Après, j’adore le jaune, j’écris tout ça sous ma reproduction du baiser de Klimt (sur lequel je pourrais gloser longuement) et en regardant par la fenêtre le joli parterre de pissenlits qui a survécu au passage récent du zélé jardinier qui a tout ratiboisé, mu par cette obsession étrange que rien ne dépasse. Simplement je l’apprécie à petite dose, de manière naturelle et parcimonieuse, comme la nature sait si bien le faire. Je suis trop vieux pour m’inquiéter de l’impact de cette entropie chimique, je suis mûr pour avoir à mon tour mon cancer et j’entre dans la fenêtre du tirage de révérence plus ou moins dans l’ordre des choses… mais j’ai peur des impacts de cette folie névrotique qui pousse, toujours pour des affaires de cupidité, pardon, financières, à griller les étapes. J’ai peur que des générations futures ne voient plus le jour se lever, clair et limpide, avec un vilain filtre jaune recouvrant tout, toujours, tout le temps. Je suis peut-être parano ce matin, peut-être défaitiste, peut-être pessimiste, mais l’hubris permanent qui règne sur nos sociétés décadentes ne me motive pas à changer d’état d’esprit. Il a fallu que des dents deviennent jaunes pour qu’on retire certains médicaments du marché… j’espère qu’il ne faudra pas constater que le ciel est vert pour que cesse la volonté mégalomane de dominer les nuages et la météo.
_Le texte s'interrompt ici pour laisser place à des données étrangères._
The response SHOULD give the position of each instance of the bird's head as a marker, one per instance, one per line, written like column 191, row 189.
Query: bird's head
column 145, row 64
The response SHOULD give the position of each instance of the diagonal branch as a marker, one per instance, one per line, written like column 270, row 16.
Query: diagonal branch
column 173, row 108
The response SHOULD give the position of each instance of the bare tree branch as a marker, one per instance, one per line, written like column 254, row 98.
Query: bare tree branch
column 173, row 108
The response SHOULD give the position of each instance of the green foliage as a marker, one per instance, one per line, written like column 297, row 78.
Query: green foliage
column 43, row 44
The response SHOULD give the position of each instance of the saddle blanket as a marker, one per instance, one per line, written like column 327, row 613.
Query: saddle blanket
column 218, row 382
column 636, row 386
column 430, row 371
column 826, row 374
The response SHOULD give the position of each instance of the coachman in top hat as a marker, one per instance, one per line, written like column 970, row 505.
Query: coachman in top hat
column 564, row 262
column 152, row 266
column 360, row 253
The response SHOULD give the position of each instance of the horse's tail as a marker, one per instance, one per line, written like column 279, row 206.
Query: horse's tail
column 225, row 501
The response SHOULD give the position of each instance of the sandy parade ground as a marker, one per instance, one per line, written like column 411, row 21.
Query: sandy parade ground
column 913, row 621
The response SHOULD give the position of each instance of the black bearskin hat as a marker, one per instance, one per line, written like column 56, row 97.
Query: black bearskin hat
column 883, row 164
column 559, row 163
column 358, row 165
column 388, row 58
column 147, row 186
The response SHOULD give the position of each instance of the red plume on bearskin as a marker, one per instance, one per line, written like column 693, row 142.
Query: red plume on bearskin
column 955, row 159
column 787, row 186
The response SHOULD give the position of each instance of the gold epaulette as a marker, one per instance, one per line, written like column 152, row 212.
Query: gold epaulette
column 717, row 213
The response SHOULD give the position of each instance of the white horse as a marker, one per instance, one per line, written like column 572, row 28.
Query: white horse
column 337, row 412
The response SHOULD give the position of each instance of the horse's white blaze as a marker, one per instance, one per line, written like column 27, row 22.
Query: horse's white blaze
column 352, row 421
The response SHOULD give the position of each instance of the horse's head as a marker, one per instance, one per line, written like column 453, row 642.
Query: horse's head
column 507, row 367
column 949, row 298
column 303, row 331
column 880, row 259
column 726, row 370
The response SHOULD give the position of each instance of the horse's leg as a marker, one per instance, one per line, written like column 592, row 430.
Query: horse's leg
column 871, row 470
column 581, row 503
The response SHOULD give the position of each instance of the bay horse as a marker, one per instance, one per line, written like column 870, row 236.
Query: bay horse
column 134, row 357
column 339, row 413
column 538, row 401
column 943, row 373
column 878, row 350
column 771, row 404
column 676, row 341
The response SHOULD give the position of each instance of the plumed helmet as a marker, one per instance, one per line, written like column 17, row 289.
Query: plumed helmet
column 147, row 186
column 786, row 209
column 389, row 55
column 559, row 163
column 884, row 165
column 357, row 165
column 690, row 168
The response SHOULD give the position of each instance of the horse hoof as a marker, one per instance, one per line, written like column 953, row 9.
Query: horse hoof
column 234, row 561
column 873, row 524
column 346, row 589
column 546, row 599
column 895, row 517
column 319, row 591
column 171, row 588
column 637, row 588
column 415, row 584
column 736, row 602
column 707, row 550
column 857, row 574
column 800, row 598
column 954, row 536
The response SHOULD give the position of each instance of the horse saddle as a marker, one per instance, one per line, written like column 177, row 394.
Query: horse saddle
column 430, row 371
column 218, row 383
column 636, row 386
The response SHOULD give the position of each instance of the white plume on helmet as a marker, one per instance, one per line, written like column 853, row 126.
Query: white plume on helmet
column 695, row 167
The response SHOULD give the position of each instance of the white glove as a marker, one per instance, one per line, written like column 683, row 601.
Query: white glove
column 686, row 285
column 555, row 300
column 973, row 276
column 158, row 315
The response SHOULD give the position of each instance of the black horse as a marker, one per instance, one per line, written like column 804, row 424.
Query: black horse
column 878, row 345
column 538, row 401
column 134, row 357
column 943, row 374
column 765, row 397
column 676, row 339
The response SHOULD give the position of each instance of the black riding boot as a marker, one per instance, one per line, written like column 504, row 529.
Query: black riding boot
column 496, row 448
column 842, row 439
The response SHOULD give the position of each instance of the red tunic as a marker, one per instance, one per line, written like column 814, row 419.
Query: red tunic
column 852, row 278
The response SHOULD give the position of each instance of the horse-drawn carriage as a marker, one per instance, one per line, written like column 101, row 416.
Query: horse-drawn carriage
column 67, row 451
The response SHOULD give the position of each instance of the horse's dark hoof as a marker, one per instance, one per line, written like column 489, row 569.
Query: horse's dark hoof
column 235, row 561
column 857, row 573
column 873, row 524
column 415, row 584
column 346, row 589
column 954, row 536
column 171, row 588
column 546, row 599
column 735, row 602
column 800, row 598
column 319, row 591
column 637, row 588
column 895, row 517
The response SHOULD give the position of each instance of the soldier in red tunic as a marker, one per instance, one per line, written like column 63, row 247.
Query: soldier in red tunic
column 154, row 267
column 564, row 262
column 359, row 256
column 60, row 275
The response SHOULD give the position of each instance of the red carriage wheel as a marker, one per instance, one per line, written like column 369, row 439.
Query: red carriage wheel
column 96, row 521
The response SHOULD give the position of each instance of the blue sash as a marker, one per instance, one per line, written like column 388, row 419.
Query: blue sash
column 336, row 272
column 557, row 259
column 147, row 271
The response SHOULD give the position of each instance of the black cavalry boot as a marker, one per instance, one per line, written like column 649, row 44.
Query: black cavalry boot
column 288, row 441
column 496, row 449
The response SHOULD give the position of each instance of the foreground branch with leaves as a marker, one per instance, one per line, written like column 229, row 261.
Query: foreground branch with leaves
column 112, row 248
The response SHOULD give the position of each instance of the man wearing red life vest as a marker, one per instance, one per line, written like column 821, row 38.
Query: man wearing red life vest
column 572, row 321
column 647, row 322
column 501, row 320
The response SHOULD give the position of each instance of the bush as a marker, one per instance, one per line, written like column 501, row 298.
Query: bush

Il y a une vérité que je sais et qui pour moi n’est pas contestable : tout est système, tout fait système. Chaque modification, même infime, peut avoir des conséquences globales. Le nier, ne pas le comprendre, considérer ça avec légèreté, est une forme de stupidité conséquemment crasse. Pourtant, c’est ce que je constate chaque jour en écoutant les actualités, en entendant les déclarations d’idéologues illuminés (ou corrompus, au choix), sombres pyromanes t’expliquant avec la conviction profonde qu’un peu plus de napalm devrait finir par forclore l’incendie.

Bon WE de Pâques quand même, ne marchez pas trop sur des œufs ;-].